Does this mean you will switch again if you get bored?  Hopefully you will never have a big investment in glass if you like doing the switcharoo.


----------



## Rob5589 (Sep 28, 2015)

Congrats, enjoy the new gear!


----------



## jaomul (Sep 28, 2015)

A change is as good as a holiday


----------



## goodguy (Sep 28, 2015)

You bought a Canon because you were bored of using a Nikon  OMG that's hilarious
Well I guess that was a good reason as any, doesn't make sense to me but I guess maybe I am just weird.

You bought a dedicated sports camera, if you bought the 7D II for that then Nikon doesn't really have a real answer to that but if you bought the 7D II for general use I think you paid a lot for functions you will not need like 10 FPS and huge buffer.

To each his own I guess.


----------



## snerd (Sep 28, 2015)

Congrats!

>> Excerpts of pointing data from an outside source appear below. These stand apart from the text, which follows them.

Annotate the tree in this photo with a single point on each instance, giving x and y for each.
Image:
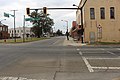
(42, 23)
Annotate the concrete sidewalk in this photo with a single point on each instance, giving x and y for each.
(71, 42)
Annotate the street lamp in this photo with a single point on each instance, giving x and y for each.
(1, 21)
(81, 8)
(67, 23)
(67, 29)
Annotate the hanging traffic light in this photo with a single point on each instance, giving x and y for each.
(28, 11)
(45, 10)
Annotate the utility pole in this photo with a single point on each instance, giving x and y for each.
(14, 25)
(24, 29)
(81, 10)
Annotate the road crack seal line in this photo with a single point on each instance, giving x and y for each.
(86, 62)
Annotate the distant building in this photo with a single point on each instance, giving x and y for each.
(4, 31)
(101, 20)
(20, 32)
(73, 31)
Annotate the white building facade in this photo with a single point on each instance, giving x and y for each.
(20, 31)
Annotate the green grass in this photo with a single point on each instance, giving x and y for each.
(20, 40)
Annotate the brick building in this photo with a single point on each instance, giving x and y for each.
(101, 20)
(73, 31)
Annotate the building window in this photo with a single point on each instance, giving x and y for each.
(102, 12)
(112, 13)
(92, 13)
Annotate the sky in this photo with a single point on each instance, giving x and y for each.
(56, 15)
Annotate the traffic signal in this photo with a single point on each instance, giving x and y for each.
(45, 10)
(28, 11)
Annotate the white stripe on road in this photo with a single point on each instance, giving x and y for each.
(87, 63)
(102, 58)
(118, 48)
(78, 49)
(106, 67)
(111, 53)
(102, 49)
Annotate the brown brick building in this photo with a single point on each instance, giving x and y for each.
(73, 31)
(4, 31)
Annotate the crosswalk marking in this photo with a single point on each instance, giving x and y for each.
(87, 63)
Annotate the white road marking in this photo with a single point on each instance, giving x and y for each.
(102, 58)
(118, 48)
(102, 49)
(87, 63)
(111, 53)
(106, 67)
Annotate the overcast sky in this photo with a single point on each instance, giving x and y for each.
(21, 5)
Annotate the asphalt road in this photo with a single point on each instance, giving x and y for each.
(50, 60)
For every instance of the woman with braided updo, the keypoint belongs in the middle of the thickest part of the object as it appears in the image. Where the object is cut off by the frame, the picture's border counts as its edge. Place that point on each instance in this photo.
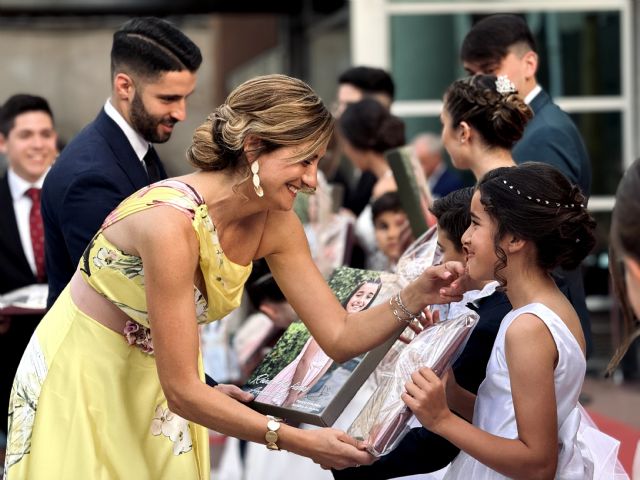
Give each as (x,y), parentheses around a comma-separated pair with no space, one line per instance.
(526,419)
(111,384)
(482,119)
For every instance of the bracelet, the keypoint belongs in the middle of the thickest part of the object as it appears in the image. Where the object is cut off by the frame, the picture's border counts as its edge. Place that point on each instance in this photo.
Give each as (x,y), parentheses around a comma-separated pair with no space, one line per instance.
(405,309)
(401,308)
(271,437)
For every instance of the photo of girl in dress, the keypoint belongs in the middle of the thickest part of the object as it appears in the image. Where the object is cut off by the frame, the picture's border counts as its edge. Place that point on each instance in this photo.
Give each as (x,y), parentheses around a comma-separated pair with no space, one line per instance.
(287,385)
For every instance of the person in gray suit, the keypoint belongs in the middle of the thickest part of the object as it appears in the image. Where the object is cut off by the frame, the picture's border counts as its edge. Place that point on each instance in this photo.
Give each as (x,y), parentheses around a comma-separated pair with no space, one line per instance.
(504,45)
(153,71)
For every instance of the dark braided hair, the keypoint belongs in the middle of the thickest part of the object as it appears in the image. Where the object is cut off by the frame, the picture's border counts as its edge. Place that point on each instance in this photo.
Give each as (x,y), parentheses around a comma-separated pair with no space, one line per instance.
(500,118)
(537,203)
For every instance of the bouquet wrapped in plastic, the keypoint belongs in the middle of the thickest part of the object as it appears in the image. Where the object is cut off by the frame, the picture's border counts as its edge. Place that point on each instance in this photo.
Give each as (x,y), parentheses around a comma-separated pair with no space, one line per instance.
(384,419)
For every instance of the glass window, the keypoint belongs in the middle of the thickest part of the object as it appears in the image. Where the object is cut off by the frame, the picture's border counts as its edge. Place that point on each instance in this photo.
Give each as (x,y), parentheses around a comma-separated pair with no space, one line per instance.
(579,52)
(602,133)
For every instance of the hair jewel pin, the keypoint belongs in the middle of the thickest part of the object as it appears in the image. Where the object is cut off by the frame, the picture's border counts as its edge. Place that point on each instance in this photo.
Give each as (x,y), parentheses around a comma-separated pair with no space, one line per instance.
(504,85)
(538,200)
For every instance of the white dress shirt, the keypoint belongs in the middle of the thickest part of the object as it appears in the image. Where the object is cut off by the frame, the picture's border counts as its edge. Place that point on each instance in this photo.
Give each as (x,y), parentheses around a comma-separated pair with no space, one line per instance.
(138,143)
(22,208)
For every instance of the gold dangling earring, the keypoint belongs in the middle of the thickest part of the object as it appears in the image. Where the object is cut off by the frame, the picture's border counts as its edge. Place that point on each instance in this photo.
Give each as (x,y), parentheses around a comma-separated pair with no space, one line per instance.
(255,168)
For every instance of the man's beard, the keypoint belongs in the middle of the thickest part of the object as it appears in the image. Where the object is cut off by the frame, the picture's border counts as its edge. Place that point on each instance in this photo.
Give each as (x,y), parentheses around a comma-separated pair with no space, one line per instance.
(146,124)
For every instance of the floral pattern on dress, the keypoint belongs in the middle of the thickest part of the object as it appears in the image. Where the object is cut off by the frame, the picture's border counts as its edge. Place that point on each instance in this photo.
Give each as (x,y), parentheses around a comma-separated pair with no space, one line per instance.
(24,402)
(173,427)
(138,336)
(129,265)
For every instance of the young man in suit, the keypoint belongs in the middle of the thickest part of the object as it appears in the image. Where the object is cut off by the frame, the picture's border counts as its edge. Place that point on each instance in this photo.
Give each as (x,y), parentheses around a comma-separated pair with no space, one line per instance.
(504,45)
(28,141)
(153,71)
(427,147)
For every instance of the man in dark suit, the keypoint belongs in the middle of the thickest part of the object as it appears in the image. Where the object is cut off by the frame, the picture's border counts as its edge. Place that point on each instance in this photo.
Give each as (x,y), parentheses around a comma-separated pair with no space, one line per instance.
(504,45)
(153,70)
(28,140)
(427,147)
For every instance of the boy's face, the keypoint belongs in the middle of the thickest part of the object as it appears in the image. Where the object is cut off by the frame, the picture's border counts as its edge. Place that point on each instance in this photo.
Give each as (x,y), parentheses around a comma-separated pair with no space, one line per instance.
(30,146)
(448,248)
(389,227)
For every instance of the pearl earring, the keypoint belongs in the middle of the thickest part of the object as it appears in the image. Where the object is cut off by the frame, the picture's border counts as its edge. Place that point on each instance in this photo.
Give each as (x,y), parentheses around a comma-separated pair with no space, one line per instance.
(255,168)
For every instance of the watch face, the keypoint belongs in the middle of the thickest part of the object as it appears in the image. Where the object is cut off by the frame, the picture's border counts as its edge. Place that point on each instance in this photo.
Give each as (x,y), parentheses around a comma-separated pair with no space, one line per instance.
(271,437)
(273,425)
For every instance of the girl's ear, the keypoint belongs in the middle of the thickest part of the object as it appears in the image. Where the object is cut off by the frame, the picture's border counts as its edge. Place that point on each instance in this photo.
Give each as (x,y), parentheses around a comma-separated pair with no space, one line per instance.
(515,244)
(251,147)
(465,131)
(632,267)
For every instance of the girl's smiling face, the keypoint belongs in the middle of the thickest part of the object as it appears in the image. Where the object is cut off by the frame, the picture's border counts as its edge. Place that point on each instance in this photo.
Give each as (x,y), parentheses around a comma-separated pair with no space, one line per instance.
(478,242)
(362,297)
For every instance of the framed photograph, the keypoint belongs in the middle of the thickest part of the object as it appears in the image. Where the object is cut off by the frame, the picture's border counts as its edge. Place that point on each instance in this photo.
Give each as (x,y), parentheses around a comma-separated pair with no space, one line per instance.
(298,381)
(413,189)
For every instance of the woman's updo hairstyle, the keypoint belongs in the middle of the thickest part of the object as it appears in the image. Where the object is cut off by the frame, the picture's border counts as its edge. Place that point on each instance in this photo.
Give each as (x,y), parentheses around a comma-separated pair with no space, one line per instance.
(536,202)
(278,110)
(500,118)
(368,125)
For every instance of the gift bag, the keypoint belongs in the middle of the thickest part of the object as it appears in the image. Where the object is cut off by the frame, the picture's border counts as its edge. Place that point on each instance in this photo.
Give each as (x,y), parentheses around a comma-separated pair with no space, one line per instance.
(384,420)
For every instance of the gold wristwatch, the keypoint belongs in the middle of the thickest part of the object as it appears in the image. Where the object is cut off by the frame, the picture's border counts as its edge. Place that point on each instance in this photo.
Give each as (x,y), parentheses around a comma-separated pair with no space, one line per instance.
(272,432)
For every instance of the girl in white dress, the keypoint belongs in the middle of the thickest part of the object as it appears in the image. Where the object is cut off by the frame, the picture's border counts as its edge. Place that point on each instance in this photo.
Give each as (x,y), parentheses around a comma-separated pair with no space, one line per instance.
(527,422)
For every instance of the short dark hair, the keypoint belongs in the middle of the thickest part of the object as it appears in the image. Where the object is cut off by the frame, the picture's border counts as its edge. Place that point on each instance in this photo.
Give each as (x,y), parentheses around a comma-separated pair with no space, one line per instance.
(369,79)
(149,46)
(490,39)
(367,125)
(19,104)
(625,229)
(387,202)
(536,202)
(499,118)
(453,212)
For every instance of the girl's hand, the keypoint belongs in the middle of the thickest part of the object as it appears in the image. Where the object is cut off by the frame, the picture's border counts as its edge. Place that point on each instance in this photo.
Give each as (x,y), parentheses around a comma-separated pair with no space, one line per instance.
(426,398)
(442,283)
(333,448)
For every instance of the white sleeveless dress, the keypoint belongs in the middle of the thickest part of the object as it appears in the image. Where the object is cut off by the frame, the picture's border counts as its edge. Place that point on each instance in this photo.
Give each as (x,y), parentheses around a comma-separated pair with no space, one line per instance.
(585,452)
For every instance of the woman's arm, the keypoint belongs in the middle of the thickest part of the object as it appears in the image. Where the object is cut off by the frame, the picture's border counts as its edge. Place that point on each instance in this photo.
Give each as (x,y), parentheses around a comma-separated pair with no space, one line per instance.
(531,356)
(166,242)
(340,335)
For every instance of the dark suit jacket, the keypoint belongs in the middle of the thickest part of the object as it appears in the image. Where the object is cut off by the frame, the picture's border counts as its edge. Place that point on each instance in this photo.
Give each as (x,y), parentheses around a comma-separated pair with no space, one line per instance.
(422,451)
(15,272)
(552,137)
(448,182)
(94,173)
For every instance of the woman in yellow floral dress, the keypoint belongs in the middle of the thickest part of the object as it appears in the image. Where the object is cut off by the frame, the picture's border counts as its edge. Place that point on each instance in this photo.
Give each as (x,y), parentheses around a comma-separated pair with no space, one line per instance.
(111,385)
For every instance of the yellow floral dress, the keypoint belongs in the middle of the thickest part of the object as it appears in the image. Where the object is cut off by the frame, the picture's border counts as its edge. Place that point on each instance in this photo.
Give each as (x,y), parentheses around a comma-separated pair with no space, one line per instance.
(86,401)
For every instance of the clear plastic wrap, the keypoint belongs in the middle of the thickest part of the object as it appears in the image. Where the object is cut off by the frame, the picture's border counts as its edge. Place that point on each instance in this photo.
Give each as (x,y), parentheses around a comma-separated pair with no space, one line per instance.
(384,419)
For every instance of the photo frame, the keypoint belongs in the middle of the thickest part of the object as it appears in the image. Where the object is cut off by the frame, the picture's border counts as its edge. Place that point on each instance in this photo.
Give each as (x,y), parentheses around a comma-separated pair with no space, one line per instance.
(297,381)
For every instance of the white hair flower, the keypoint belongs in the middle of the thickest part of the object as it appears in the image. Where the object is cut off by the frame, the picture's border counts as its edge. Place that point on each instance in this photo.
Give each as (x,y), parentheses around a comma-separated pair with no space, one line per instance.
(504,86)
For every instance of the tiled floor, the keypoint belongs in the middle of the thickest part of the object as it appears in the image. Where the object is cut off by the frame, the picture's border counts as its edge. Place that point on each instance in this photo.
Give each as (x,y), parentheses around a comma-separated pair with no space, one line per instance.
(616,410)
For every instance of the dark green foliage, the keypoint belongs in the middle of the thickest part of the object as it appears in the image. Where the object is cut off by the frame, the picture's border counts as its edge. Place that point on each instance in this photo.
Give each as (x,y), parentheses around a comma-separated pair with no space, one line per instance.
(343,281)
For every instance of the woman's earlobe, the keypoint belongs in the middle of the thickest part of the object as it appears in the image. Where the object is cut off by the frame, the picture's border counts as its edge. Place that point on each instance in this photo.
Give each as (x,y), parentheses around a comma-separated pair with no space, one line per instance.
(632,267)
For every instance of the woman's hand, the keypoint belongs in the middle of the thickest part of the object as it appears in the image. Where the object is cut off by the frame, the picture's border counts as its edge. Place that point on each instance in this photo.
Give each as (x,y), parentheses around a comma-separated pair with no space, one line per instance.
(427,319)
(442,283)
(333,448)
(234,392)
(426,398)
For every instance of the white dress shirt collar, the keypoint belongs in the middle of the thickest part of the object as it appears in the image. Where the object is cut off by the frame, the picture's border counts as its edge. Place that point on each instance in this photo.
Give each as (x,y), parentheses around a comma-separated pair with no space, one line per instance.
(532,94)
(19,186)
(138,143)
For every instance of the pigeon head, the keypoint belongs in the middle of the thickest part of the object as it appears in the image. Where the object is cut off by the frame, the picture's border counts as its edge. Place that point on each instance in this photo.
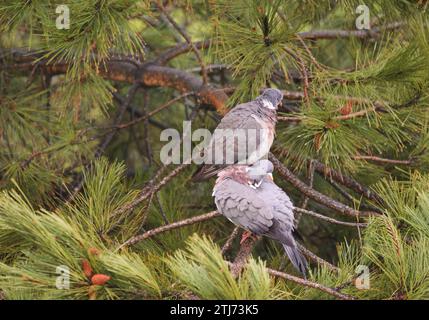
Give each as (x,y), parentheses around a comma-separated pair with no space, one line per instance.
(271,98)
(259,170)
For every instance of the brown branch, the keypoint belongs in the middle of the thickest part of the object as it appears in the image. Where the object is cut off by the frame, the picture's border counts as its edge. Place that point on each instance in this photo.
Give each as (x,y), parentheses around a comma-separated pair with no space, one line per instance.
(317,259)
(182,48)
(382,160)
(169,227)
(176,51)
(337,33)
(315,195)
(152,113)
(328,219)
(346,181)
(310,284)
(188,40)
(148,74)
(150,189)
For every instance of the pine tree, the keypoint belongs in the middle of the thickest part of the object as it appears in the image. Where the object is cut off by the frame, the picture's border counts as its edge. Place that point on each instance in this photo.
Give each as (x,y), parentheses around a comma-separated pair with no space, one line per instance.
(84,191)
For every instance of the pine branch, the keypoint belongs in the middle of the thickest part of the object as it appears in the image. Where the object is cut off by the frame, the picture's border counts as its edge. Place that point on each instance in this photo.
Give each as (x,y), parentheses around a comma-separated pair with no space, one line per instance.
(148,74)
(328,219)
(230,240)
(383,160)
(168,227)
(338,33)
(315,195)
(188,40)
(310,284)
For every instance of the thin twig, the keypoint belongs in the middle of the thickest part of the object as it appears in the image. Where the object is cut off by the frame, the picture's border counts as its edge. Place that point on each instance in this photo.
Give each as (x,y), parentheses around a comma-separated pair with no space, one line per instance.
(169,227)
(230,240)
(382,160)
(310,284)
(317,259)
(315,195)
(328,219)
(188,40)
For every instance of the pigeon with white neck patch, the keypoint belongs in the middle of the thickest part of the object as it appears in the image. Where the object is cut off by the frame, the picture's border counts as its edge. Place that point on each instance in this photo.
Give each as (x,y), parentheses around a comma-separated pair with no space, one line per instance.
(244,135)
(249,198)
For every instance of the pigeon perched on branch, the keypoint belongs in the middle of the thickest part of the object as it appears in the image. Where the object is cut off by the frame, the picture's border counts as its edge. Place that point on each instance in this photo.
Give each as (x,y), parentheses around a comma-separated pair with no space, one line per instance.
(248,197)
(244,135)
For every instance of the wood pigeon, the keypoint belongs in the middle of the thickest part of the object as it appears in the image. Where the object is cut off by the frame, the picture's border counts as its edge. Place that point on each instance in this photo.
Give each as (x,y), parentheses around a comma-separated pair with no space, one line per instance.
(255,122)
(249,198)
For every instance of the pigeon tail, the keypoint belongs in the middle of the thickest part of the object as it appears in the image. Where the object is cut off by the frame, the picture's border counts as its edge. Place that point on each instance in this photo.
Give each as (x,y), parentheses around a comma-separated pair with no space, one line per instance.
(297,259)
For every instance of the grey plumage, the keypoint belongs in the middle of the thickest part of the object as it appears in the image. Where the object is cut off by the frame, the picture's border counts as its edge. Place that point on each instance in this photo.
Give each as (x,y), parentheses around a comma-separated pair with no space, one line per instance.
(258,116)
(249,198)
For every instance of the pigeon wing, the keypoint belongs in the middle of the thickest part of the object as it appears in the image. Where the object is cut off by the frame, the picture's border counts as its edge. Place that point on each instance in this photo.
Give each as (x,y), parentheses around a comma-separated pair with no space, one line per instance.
(241,205)
(240,123)
(282,210)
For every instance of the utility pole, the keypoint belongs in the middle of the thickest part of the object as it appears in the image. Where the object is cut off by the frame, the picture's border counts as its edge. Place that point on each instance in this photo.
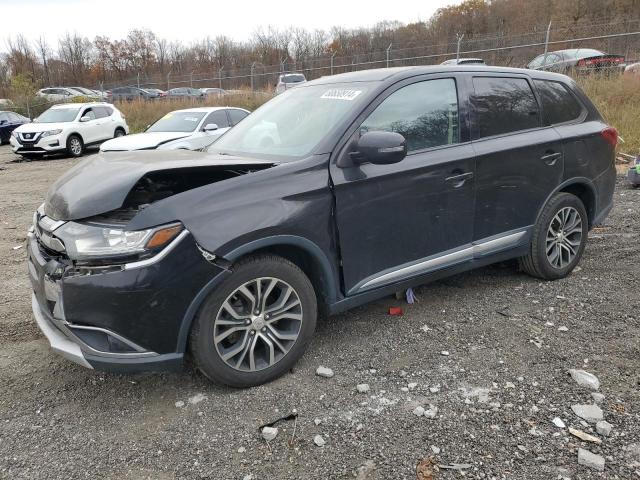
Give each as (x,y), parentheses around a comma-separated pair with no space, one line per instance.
(546,44)
(459,37)
(252,67)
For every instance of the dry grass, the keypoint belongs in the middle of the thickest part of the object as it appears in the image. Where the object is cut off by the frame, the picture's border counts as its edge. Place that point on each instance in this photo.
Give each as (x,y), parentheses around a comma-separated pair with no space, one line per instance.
(141,113)
(618,99)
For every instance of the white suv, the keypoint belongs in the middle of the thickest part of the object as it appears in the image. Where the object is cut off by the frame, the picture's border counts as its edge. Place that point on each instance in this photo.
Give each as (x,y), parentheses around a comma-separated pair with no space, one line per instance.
(70,127)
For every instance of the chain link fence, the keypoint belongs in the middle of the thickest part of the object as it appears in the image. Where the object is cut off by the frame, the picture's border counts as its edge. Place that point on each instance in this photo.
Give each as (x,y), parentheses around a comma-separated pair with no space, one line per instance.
(514,51)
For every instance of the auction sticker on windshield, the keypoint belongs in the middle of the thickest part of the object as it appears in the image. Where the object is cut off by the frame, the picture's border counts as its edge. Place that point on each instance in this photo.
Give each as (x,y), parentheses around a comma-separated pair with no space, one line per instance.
(341,94)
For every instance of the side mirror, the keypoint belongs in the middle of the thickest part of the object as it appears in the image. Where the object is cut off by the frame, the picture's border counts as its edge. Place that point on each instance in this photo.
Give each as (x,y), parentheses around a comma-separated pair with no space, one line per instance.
(379,148)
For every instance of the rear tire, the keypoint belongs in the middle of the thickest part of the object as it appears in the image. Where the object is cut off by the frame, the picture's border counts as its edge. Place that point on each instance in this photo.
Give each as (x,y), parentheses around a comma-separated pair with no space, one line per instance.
(240,342)
(75,146)
(559,238)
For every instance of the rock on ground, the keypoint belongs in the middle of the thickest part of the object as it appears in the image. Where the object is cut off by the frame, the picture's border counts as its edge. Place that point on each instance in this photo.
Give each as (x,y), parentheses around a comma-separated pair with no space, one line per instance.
(363,387)
(324,372)
(590,413)
(604,428)
(585,379)
(269,433)
(590,460)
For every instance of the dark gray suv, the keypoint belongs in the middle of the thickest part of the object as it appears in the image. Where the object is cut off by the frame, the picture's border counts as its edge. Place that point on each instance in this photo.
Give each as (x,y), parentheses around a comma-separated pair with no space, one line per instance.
(335,193)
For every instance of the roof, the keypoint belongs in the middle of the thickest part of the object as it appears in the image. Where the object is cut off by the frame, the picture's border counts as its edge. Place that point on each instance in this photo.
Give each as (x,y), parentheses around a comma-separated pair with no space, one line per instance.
(87,104)
(397,73)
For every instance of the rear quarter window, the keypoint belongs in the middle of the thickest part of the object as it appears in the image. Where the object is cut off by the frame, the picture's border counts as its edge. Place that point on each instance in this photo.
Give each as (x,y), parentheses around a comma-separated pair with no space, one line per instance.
(503,105)
(559,105)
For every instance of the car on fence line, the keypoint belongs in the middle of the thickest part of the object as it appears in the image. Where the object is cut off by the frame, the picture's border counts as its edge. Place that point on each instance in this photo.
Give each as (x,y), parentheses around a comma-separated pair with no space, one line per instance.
(188,129)
(59,94)
(70,128)
(578,60)
(129,94)
(185,92)
(289,80)
(215,92)
(9,121)
(372,182)
(464,61)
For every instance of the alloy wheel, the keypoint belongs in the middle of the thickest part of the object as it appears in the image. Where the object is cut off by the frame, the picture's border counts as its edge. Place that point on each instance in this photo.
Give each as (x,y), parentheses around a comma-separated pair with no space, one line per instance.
(75,146)
(258,324)
(564,237)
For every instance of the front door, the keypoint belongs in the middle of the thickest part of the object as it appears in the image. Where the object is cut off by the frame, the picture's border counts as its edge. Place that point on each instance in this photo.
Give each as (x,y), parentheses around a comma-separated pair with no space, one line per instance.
(403,220)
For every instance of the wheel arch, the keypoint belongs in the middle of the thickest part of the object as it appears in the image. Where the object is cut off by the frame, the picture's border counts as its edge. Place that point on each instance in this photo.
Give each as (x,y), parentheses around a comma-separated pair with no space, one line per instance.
(304,253)
(582,188)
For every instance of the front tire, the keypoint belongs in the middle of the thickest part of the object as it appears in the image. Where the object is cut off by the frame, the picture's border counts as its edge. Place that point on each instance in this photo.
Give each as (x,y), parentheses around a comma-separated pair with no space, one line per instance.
(75,146)
(559,238)
(256,325)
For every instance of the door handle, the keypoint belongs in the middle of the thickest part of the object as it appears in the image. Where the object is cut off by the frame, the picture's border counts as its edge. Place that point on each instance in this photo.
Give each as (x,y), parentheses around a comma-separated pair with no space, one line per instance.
(550,158)
(458,180)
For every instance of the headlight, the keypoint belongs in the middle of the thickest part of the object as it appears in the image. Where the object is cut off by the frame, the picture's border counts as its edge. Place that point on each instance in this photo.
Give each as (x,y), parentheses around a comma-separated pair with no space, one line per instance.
(84,241)
(48,133)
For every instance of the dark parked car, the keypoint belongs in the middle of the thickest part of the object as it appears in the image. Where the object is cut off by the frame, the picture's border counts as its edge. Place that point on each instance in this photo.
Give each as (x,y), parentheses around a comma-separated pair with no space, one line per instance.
(132,93)
(185,92)
(335,193)
(9,121)
(579,60)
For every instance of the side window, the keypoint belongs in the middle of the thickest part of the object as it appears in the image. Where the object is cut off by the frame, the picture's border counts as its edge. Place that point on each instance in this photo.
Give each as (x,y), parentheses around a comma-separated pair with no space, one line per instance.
(219,117)
(89,113)
(503,105)
(425,113)
(236,116)
(559,105)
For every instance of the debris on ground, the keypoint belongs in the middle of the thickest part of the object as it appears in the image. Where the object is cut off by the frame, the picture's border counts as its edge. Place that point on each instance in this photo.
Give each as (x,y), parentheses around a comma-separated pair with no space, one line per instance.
(584,436)
(591,413)
(604,428)
(590,460)
(324,372)
(269,433)
(424,469)
(585,379)
(363,387)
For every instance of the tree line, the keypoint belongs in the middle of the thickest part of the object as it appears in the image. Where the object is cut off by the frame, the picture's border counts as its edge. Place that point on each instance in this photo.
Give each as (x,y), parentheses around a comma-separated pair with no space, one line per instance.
(78,60)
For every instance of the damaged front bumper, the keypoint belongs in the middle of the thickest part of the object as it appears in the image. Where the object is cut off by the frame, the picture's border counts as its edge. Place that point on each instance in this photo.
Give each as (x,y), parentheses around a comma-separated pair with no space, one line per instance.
(127,318)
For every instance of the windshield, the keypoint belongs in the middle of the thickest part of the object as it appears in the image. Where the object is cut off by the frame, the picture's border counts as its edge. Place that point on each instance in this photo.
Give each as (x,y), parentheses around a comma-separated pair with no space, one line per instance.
(56,115)
(293,123)
(293,78)
(177,122)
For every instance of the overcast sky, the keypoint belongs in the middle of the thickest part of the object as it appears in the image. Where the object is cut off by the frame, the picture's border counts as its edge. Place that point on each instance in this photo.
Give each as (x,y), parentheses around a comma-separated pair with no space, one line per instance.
(195,19)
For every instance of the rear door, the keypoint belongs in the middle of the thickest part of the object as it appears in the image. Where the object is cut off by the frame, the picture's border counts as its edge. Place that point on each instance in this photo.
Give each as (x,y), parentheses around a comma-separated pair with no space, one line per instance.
(519,161)
(406,219)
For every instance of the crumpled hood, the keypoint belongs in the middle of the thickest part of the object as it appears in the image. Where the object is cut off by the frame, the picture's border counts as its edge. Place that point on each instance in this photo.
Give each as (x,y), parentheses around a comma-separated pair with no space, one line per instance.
(101,183)
(140,141)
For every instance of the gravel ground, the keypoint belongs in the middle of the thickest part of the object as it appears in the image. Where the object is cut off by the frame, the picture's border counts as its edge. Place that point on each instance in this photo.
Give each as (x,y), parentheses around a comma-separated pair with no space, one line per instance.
(497,391)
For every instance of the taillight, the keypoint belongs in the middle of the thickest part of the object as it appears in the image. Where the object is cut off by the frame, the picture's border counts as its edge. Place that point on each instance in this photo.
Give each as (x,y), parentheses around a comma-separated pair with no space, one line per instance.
(610,134)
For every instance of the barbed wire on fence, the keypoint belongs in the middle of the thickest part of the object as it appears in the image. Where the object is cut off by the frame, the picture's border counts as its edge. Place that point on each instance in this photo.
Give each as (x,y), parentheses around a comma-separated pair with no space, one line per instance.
(320,66)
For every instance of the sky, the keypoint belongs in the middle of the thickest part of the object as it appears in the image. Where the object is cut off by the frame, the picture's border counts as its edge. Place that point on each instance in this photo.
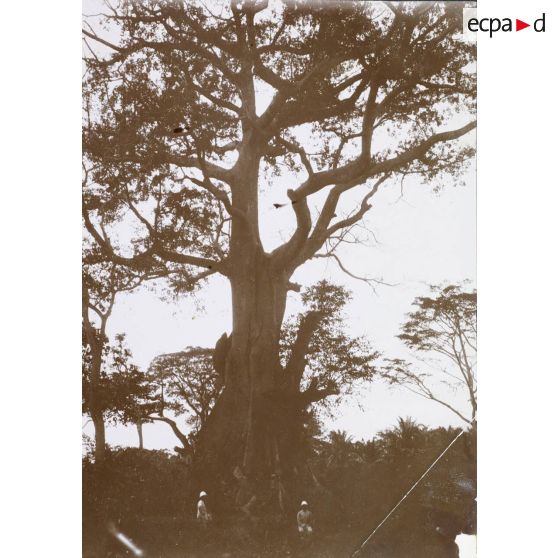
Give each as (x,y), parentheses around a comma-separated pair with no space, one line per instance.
(420,237)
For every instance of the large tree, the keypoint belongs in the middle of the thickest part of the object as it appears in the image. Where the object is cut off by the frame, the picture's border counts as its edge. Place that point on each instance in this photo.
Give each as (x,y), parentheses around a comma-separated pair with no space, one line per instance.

Enjoy the new equipment!


----------



## Braineack (Sep 29, 2015)

goodguy said:


> You bought a Canon because you were bored of using a Nikon  OMG that's hilarious
> Well I guess that was a good reason as any, doesn't make sense to me but I guess maybe I am just weird..



I bought a mercedes because i was bored of my subaru...




















...'s rattling interior, whiney gears, and loud exhaust.


----------



## JGW (Oct 12, 2015)

Sorry, but I don't understand.   

Canon or Nikon, it's just a camera.  I don't think about what camera I am using when I'm shooting, I just think about the images.


----------



## lance70 (Oct 21, 2015)

JGW said:


> Sorry, but I don't understand.
> 
> Canon or Nikon, it's just a camera.  I don't think about what camera I am using when I'm shooting, I just think about the images.


 

I don't think much about the camera when shooting either only when I'm home and have it sitting up on my fireplace mantel admiring it.


----------



## that1guy (Oct 22, 2015)

welcome to canon... I switched because of he selection of lenses canon has


----------